Schrock hopes the college will continue to overcome the challenges of addressing incidents of sexual misconduct. “I know that sometimes it feels like change is slow and attitude change is slow,” Schrock said. “It takes a long time for students to trust administration. I hope that any trust I’ve been able to build doesn’t go away with my departure. I hope that people feel comfortable reporting anything risky or threatening and don’t just not report it because I’m leaving. If it’s dependent on one person, then I haven’t done my job.”

Schrock will miss the community as much as she’ll miss the work she has done in the office. “I’m both looking forward to and dreading my going away gathering, because I know I’ll cry because I’m going to miss everyone so much here. I’ve never developed such strong connections with my students and my colleagues, so it makes me sad to have to leave such lovely, wonderful people.”

Schrock’s favorite memories to reflect on may seem trivial to most, but make her smile when looking back. “I’ve had the quintessential Whittier College experiences,” said Schrock. “I’ve run into a mangy coyote up at Harris. I’ve also spent a great deal of time looking for a parking spot, but I’ve gotten rides from campus safety.”

Schrock joked about the many emails of information and advertising programs that she’s sent to the student body during her time at Whittier.  “I’ve encountered so many folks that when I first meet them in person, they say, ‘Oh, you’re that Elizabeth that sends out so many emails, its so nice to finally meet you face-to-face,’” said Schrock, laughing. “The small memories will be the ones that will keep me going.” She will miss bringing her dog, Sprite, to campus to visit with the students and bring joy to the Dean of Students Office.

Schrock will also miss helping plan the Lavender Graduation (pictured right) that she has done for the last two years. “One of my favorite experiences was probably hosting the first Lavender Graduation,” said Schrock. “To host the first ever LGBT+ graduation at Whittier College; that was awesome.
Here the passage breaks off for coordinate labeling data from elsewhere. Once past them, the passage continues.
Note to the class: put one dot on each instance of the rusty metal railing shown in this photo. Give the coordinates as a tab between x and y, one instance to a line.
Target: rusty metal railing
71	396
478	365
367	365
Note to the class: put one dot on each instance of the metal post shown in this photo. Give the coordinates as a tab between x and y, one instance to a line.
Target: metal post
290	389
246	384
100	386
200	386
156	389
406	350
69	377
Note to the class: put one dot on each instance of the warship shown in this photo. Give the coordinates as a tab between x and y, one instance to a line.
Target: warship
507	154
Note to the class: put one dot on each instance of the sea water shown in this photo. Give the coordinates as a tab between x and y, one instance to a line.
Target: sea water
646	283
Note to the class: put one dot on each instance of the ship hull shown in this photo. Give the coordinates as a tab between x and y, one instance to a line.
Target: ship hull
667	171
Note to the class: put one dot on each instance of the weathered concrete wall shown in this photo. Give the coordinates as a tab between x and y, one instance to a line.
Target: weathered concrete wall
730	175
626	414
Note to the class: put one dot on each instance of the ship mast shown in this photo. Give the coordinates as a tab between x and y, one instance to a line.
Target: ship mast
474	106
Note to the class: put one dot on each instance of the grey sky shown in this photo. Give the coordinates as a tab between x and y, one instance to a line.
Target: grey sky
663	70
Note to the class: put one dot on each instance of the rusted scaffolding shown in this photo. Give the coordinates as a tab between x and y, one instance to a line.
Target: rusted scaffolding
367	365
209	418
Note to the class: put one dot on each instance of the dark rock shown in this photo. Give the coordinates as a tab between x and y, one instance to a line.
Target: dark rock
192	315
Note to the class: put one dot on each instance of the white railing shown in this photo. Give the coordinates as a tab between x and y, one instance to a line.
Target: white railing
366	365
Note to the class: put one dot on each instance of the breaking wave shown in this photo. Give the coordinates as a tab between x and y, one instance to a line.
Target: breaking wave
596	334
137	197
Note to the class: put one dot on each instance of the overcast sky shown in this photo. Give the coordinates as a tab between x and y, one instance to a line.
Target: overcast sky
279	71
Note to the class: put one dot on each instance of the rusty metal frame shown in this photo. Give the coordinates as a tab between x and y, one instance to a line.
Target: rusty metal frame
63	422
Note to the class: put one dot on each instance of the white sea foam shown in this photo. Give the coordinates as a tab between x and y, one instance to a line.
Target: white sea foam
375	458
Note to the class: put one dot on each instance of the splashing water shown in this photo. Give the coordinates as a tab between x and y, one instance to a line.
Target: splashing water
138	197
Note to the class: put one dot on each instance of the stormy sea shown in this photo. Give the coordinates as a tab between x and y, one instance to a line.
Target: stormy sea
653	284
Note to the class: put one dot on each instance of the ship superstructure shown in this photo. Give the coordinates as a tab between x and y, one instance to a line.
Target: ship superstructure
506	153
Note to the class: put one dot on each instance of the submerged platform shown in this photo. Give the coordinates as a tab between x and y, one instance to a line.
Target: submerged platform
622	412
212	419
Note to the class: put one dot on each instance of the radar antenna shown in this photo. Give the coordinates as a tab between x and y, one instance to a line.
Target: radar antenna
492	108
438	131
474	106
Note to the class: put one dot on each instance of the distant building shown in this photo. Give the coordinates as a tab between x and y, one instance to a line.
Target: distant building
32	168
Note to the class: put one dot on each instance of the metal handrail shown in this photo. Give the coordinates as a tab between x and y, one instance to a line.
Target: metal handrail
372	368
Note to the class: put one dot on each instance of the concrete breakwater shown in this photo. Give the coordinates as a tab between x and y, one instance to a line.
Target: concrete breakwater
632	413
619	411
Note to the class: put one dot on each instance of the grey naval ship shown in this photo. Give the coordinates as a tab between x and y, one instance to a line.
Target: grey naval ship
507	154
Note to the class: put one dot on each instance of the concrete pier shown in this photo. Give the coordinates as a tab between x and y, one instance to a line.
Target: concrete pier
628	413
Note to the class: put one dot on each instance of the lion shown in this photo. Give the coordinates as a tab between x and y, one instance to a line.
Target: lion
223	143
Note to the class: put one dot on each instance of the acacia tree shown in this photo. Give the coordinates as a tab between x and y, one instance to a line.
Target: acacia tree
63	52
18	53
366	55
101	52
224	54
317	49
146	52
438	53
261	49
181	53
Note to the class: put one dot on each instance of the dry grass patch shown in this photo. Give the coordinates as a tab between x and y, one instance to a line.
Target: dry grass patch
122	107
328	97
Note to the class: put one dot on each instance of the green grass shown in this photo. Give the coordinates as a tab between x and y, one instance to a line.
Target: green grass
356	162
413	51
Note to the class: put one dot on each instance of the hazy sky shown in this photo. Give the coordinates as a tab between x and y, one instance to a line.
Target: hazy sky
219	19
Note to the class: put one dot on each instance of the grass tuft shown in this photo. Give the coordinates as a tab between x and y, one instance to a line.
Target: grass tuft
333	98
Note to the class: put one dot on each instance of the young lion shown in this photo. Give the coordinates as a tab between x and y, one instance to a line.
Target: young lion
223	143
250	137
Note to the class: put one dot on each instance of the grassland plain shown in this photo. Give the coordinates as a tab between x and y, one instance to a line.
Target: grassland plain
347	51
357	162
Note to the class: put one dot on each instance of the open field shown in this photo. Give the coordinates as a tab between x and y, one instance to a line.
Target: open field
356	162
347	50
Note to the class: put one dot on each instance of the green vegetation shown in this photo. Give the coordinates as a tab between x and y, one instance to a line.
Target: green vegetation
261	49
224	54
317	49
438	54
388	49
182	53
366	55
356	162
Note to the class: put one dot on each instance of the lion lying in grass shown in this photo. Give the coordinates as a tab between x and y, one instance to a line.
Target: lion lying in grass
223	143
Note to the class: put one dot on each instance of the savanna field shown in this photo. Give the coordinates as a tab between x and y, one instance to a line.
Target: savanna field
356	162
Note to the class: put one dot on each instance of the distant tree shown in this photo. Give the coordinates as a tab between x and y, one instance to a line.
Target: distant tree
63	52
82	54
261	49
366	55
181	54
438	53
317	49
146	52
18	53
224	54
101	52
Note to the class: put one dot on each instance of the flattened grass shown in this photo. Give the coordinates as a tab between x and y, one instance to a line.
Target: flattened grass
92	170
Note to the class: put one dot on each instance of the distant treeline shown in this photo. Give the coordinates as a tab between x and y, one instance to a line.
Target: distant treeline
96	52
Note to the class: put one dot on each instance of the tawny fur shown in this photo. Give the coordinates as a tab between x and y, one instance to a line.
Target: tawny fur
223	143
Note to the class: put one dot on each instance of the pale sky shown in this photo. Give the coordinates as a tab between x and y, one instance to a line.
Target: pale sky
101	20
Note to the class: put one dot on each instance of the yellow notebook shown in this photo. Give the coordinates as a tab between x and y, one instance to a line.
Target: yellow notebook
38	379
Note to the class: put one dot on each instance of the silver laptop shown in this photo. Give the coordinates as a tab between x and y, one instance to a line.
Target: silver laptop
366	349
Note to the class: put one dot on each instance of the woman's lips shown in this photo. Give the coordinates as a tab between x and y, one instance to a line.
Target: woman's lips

That was inspirational. Even though it wasn’t necessarily in my job description to advocate for the LGBT+ community, it was very personally fulfilling for me as an out gay professional to be able to do that work on the side and be that person for college students as they’re coming out. I’m glad that Whittier allowed me that opportunity.”

At CSU Dominguez Hills Schrock will be focusing specifically on what she has always wanted to; Title IX. “It’s essentially one step up,” Schrock said. “It’s a really great opportunity for me to learn and grow professionally. People have told me that they’re sad I’m leaving, but I’ve gotten nothing but congratulations. I’ve always wanted to be a Title IX Coordinator since entering this career. This was my goal. People are excited for me, and I appreciate that since I’m excited, too, although I’m really sad to leave Whittier and really sad to leave the students.”

“Elizabeth has been instrumental in creating a culture in which our community feels informed on where and how to report instances of sexual misconduct,” Dean of Students Joel Perez said. “The creation of the support person program is an example of how much she cares about students and making sure they are supported during the process. We will miss her energy and contribution to creating a culture of belonging for our students.”

On Monday, Dec. 5 from 3:30 p.m. to 5 p.m. in Villalobos, the Dean of Students Office will be hosting a farewell gathering open to the community for Schrock to wish her the best of luck and thank her for all she has done at Whittier College.